Selma Franziska war bei der Minderheiten-Volkszählung 1939 in der Trautenaustraße 8 in Berlin-Wilmersdorf gemeldet. Es ist anzunehmen, dass sie dort zur Untermiete wohnte, denn das Berliner Adressbuch führte sie nicht als Hauptmieterin. Wie lange sie dort wohnte, ist nicht bekannt. Sie war die erste der Familie Deutsch, die den Deportationsaufruf im März 1942 erhielt. Zu dem Zeitpunkt arbeitete sie als Hausangestellte und wohnte in der Bleibtreustraße 33 in Berlin-Charlottenburg zur Untermiete, so notierte es zumindest die Gestapo auf der Deportationsliste. Der Deportationszug mit Selma Franziska Israel verließ Berlin am 2. April 1942 und wurde, anstatt wie geplant nach Trawniki bei Lublin zu fahren, in das Warschauer Ghetto umgeleitet.

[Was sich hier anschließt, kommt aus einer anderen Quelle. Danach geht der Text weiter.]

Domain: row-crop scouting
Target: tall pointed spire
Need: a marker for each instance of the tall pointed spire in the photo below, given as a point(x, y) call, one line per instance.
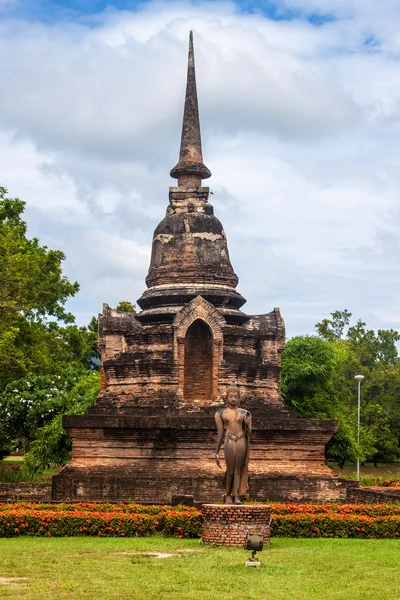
point(190, 169)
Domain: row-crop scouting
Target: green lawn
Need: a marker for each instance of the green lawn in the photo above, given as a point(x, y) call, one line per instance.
point(292, 569)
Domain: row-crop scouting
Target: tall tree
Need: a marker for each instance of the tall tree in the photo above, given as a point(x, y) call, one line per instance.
point(33, 290)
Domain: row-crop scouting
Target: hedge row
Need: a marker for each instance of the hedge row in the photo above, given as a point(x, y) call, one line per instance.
point(129, 520)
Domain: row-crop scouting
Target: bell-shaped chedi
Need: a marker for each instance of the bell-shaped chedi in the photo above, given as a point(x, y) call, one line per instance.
point(189, 252)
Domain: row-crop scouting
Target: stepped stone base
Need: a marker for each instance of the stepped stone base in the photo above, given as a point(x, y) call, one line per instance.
point(228, 525)
point(150, 459)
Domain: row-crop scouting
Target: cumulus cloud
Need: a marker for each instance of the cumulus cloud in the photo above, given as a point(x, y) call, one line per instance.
point(300, 122)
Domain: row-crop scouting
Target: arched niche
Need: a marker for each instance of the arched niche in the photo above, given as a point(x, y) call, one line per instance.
point(198, 361)
point(198, 337)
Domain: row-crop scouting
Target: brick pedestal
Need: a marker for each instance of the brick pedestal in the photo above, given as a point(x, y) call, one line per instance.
point(228, 525)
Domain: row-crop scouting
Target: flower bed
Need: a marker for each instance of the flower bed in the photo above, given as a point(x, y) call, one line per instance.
point(128, 520)
point(390, 483)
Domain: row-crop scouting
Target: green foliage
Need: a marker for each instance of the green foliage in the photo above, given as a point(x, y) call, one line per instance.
point(126, 306)
point(318, 382)
point(31, 279)
point(307, 370)
point(32, 290)
point(52, 445)
point(33, 401)
point(132, 520)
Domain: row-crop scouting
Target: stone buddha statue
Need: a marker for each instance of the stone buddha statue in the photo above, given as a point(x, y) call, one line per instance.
point(235, 423)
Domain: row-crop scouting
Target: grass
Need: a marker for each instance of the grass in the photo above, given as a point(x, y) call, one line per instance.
point(292, 569)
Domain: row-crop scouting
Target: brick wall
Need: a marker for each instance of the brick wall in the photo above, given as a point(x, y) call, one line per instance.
point(198, 362)
point(228, 525)
point(31, 492)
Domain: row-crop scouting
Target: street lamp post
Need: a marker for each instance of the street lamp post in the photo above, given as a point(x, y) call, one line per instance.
point(359, 379)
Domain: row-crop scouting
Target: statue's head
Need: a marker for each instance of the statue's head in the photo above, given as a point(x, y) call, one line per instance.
point(233, 395)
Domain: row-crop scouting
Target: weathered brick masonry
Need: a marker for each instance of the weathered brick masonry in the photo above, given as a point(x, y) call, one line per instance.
point(164, 372)
point(228, 525)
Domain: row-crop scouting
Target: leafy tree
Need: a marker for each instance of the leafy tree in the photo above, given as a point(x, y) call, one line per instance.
point(32, 290)
point(307, 369)
point(33, 401)
point(333, 329)
point(360, 350)
point(31, 279)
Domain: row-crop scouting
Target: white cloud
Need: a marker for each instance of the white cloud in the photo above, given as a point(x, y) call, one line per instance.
point(300, 129)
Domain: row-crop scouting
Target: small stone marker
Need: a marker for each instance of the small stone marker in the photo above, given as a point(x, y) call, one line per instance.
point(252, 563)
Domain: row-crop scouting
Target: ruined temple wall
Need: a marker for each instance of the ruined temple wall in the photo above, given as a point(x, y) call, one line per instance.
point(145, 362)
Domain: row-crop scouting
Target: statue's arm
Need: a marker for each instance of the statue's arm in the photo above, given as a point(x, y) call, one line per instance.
point(248, 423)
point(220, 435)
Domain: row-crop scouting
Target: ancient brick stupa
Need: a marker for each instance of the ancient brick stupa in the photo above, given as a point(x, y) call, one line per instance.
point(151, 435)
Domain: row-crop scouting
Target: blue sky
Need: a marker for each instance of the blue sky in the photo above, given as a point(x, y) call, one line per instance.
point(47, 10)
point(300, 113)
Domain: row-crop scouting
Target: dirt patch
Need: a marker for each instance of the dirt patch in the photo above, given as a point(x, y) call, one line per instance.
point(156, 554)
point(153, 554)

Da ihr Bruder Bruno in seiner Vermögenserklärung am 16. Oktober 1942 schrieb, dass seine Schwester nach Warschau ausgewandert sei, ist anzunehmen, dass sie ihm einen solchen Brief geschrieben hatte. Ab dem 22. Juli 1942 wurde das Warschauer Ghetto durch die SS in der „Großen Aktion“ im Rahmen der „Aktion Reinhardt” schrittweise aufgelöst. Die Ghettobewohner wurden zum größten Teil in das Vernichtungslager Treblinka deportiert. Selma Franziska Israel wurde mit 62 Jahren höchstwahrscheinlich in Treblinka ermordet.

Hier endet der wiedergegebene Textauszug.